You may take it for granted, but you know a lot about your business that customers would find interesting. You also bring your personality to your work. So you already have the foundation for the content and tone of your e-mail newsletters--you're ready to publish something that engages your audience and drives sales. It's really not that hard.
When faced with composing a newsletter, some business owners say, "I don't have time" or "I don't have anything unique to say." They get "writers' stage fright" when they stare at a blank screen. They feel that an e-newsletter has to be substantial and formal. But my opinion differs from all those notions. Every business owner has something to say. It's just the first newsletter that's the hardest, so let's get started.
First, you need to figure out just what interests your audience. How do you go about finding out what your customers want to read about?
1. Look to your customers for potential topics. What do customers ask about when you discuss your business? What are their frequently asked questions? You can use the answers as bits of "teaser" information--offering them free, valuable content to show them your expertise and bring them in for business.

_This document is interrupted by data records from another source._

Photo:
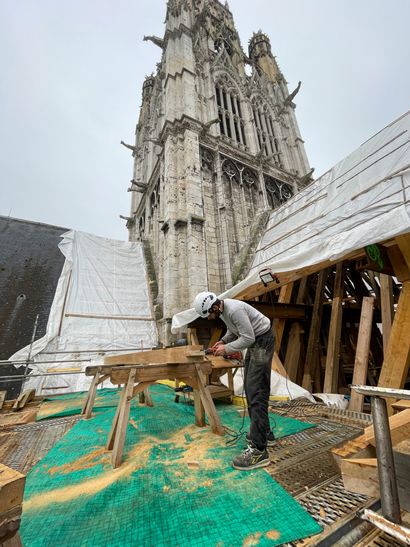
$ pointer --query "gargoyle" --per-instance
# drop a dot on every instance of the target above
(306, 178)
(207, 126)
(155, 40)
(139, 184)
(131, 220)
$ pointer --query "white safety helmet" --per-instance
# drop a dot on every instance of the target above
(203, 303)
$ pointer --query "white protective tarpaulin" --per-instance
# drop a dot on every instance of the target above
(364, 199)
(101, 303)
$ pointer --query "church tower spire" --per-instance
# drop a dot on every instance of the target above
(216, 149)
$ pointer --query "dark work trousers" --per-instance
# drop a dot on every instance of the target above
(258, 362)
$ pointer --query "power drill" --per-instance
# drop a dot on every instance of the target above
(237, 355)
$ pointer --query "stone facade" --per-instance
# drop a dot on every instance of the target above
(217, 145)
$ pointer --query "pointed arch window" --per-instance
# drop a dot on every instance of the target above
(231, 123)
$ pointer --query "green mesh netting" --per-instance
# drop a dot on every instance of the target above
(175, 487)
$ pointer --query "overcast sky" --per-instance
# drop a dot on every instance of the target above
(71, 73)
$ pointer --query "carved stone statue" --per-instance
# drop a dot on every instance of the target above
(292, 95)
(130, 146)
(155, 40)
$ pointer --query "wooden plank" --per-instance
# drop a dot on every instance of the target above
(361, 476)
(313, 343)
(123, 417)
(216, 335)
(295, 341)
(192, 336)
(89, 404)
(403, 243)
(400, 267)
(399, 425)
(338, 288)
(285, 296)
(386, 297)
(165, 372)
(27, 396)
(397, 359)
(401, 405)
(199, 409)
(331, 383)
(362, 353)
(113, 430)
(168, 355)
(208, 403)
(293, 350)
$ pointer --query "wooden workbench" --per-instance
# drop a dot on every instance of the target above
(137, 371)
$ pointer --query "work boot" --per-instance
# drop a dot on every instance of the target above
(270, 438)
(251, 458)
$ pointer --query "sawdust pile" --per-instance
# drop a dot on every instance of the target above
(96, 457)
(138, 458)
(194, 445)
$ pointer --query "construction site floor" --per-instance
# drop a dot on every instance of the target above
(301, 463)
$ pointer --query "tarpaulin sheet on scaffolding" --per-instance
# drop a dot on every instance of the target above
(364, 199)
(101, 303)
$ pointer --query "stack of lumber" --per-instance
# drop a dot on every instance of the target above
(357, 460)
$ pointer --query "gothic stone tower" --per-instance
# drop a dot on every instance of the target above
(217, 146)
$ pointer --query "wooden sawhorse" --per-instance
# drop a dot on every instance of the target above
(137, 379)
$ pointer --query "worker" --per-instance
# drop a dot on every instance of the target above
(248, 329)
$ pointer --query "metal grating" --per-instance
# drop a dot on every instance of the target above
(376, 538)
(29, 443)
(296, 479)
(297, 448)
(329, 502)
(300, 408)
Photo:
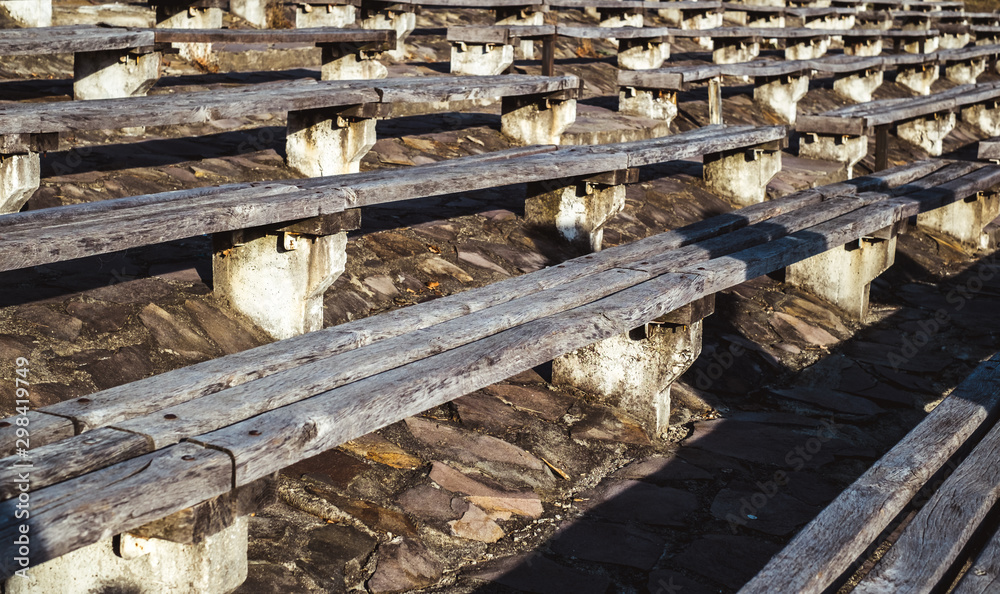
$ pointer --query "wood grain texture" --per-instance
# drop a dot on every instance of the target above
(118, 404)
(71, 39)
(71, 457)
(830, 543)
(99, 505)
(934, 538)
(306, 35)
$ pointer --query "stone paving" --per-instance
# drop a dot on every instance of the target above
(522, 486)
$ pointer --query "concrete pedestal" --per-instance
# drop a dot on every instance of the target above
(642, 54)
(634, 371)
(858, 87)
(217, 565)
(848, 150)
(965, 73)
(20, 176)
(322, 142)
(278, 279)
(781, 94)
(487, 59)
(655, 104)
(536, 120)
(742, 175)
(844, 274)
(964, 220)
(577, 209)
(927, 133)
(114, 73)
(324, 15)
(181, 17)
(918, 78)
(28, 13)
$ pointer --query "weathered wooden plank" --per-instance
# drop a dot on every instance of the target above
(932, 541)
(117, 404)
(280, 437)
(169, 425)
(315, 35)
(71, 39)
(99, 505)
(63, 460)
(826, 547)
(45, 428)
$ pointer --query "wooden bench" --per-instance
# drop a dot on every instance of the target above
(331, 124)
(925, 505)
(739, 164)
(112, 62)
(112, 463)
(842, 134)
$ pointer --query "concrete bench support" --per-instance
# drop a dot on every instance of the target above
(179, 16)
(538, 119)
(742, 175)
(252, 11)
(324, 15)
(928, 132)
(324, 142)
(522, 16)
(859, 86)
(985, 116)
(924, 45)
(844, 274)
(642, 54)
(965, 220)
(635, 371)
(807, 49)
(277, 277)
(781, 93)
(28, 13)
(20, 176)
(655, 104)
(114, 73)
(216, 565)
(918, 78)
(848, 150)
(965, 73)
(198, 549)
(734, 50)
(384, 18)
(619, 17)
(863, 46)
(351, 61)
(578, 208)
(475, 59)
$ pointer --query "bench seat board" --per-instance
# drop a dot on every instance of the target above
(71, 39)
(315, 35)
(829, 544)
(932, 541)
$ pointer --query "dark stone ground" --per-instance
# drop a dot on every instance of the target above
(521, 486)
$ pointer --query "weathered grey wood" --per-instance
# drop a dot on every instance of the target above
(316, 35)
(933, 539)
(278, 438)
(45, 428)
(169, 425)
(71, 39)
(63, 460)
(117, 404)
(830, 543)
(99, 505)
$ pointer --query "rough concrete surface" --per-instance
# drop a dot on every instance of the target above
(525, 485)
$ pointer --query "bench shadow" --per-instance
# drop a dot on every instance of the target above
(627, 539)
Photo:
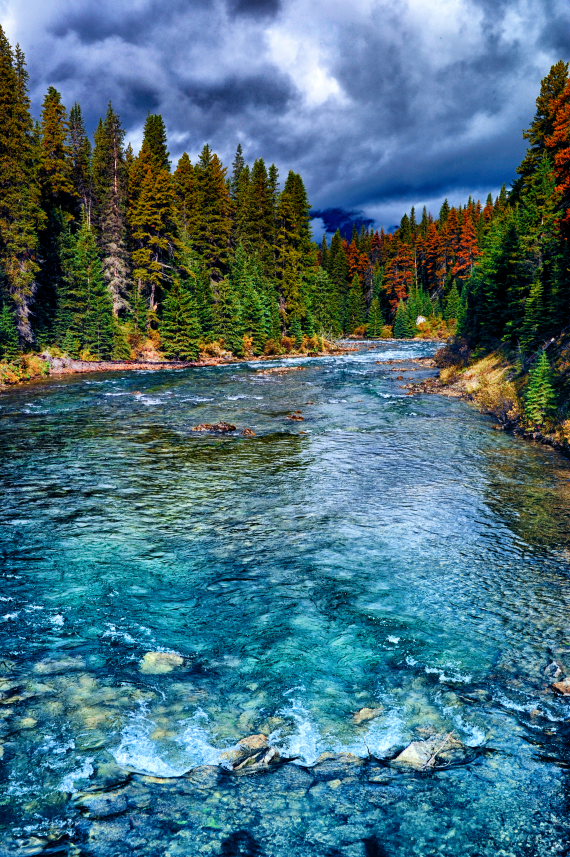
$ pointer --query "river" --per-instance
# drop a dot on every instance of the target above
(387, 552)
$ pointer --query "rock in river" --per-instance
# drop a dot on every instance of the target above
(215, 427)
(366, 714)
(251, 754)
(437, 752)
(158, 663)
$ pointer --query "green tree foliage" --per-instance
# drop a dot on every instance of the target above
(180, 330)
(21, 216)
(9, 340)
(540, 398)
(403, 328)
(375, 318)
(81, 168)
(356, 305)
(453, 304)
(212, 230)
(87, 306)
(110, 185)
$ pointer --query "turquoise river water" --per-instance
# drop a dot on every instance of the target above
(389, 552)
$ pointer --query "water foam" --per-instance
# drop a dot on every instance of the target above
(140, 752)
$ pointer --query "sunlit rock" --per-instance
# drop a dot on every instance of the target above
(366, 714)
(158, 663)
(438, 751)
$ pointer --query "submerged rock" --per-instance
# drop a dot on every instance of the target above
(158, 663)
(562, 687)
(59, 665)
(366, 714)
(436, 752)
(251, 754)
(215, 427)
(102, 805)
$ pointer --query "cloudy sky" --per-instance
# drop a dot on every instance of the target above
(380, 104)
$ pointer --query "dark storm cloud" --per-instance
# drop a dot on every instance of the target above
(379, 105)
(255, 7)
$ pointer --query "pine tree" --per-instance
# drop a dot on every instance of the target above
(540, 398)
(533, 322)
(212, 234)
(92, 329)
(21, 216)
(356, 305)
(227, 317)
(543, 123)
(185, 190)
(110, 182)
(402, 326)
(375, 318)
(453, 304)
(180, 331)
(9, 341)
(80, 157)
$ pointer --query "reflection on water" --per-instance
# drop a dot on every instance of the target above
(387, 552)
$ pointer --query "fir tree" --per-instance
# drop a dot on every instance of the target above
(9, 340)
(213, 229)
(402, 326)
(80, 157)
(92, 328)
(356, 305)
(453, 304)
(540, 398)
(110, 182)
(21, 216)
(180, 331)
(375, 318)
(227, 317)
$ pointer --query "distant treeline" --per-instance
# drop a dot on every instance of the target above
(105, 253)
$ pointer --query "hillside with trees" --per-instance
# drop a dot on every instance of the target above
(110, 254)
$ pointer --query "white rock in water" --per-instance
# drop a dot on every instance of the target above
(157, 663)
(429, 754)
(366, 714)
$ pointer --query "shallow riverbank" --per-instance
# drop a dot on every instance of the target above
(50, 367)
(487, 384)
(220, 643)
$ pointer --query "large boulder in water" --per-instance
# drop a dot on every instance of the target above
(439, 751)
(251, 755)
(158, 663)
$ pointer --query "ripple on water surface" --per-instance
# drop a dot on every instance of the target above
(386, 570)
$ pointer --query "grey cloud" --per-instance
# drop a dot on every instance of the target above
(427, 107)
(255, 7)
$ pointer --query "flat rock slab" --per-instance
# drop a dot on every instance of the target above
(158, 663)
(436, 752)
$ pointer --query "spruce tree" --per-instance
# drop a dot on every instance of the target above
(453, 304)
(213, 229)
(92, 328)
(402, 326)
(540, 397)
(375, 318)
(180, 331)
(80, 157)
(110, 183)
(21, 216)
(9, 341)
(356, 305)
(227, 317)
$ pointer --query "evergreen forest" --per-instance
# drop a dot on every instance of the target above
(111, 254)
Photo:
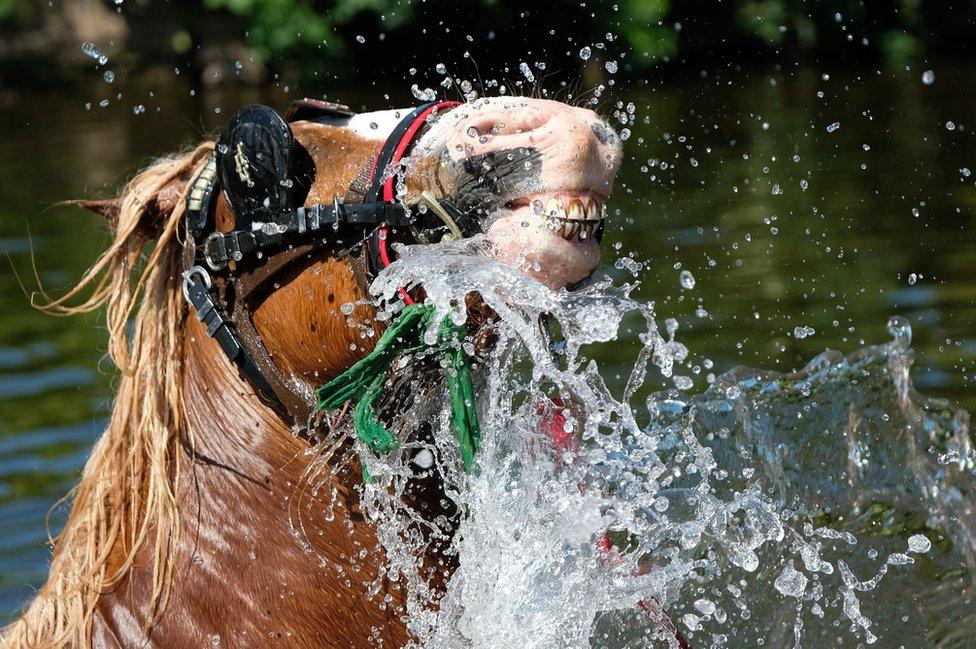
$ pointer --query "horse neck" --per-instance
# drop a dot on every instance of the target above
(262, 549)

2. Observe what your customers actually read. The fabulous thing about e-mail marketing is that everything is trackable. Once you get started, your reporting results will tell you which articles most interest your readers. Then you can experiment with placement and move items with higher click rates up "above the fold."
3. Give readers a feedback link. What else would they like to hear about? Throw out a theory and invite feedback. Stir up some controversy. Get the dialog going and invite readers into your process.
Rest assured: You don't have to divulge all your industry secrets and know-how in your e-newsletters. You do need to give away a little bit of free advice, however, to bring people into your world--and to convert readers into customers.
What you write about will depend on your business. If you're a landscaper, tell your readers what plants do well in our climate zone. If you're an accountant, share a little-known business expense people can write off on their taxes. If you're a scuba shop owner, report on a great dive site. Tell people things you think they might already have heard about but may need a refresher on. Then tell them a little more. Give people something to think about. Teach them something. You don't need to be the world's expert on a topic. Just be your customers' expert.
When you're writing, you need to feel comfortable using your own voice, your own personal style. You know how to talk to customers. So pretend you're sitting across the desk from them when you're writing your e-newsletters. Think about what you like to read. You most likely enjoy reading things that are fun, that have personality, stories that are brought to life with examples. Put yourself in your reader's shoes: When you open a dense or serious newsletter, you recoil. So keep things light and interesting and useful. And brief. Remember: Less Is more.
So just what things should you include in your newsletters? Here are a few essentials:
Features. Every newsletter should have one short feature. It could be a customer or employee spotlight, an anecdote, a short case study or a testimonial. Nothing makes your value come alive like showing what you did for a customer. Tell a story. Use humor. And keep it relevant. Each item should be a teaser to direct people back to your website, where they can learn more about your company and your products or services.
Short items. Digestible info-nuggets play well in e-newsletter format: Include such things as advice ("Hints & Tips"), training techniques, best practices or "News You Can Use" (information about store openings, events, new products or services). It's OK to include relevant promotional content. For example, if a landscaper writes about winterizing lawns, it's fine to recommend a product on sale that meets that challenge. But keep the ratio 75 percent editorial and 25 percent advertising. Readers who recognize ads disguised in an article wrapping feel tricked.
Link to other articles. You don't have to write the whole newsletter yourself--you can link to other authors' articles, if they're relevant. If you see something of interest, e-mail the author and ask permission to link to that article, citing the source. Most will say yes. By assembling articles by other experts, your audience will come to count on you to keep track of relevant business trends and ideas for them. It's about delivering value.
To stay ahead of the game, keep a tickler file for future issues. Write your ideas down whenever they come to you, and put them in one of two files, "Newsletter Ideas" and "Articles to Link To." Once you get started, you're sure to come up with topics no matter where you are: when you attend trade shows or networking events, when you're speaking with customers, while you're commuting to and from work. Next time you sit down to work on a newsletter, the ideas will be waiting.
Monthly is a good frequency to publish; quarterly is good if you're just getting started. And once you're in a rhythm, your e-newsletters will practically write themselves.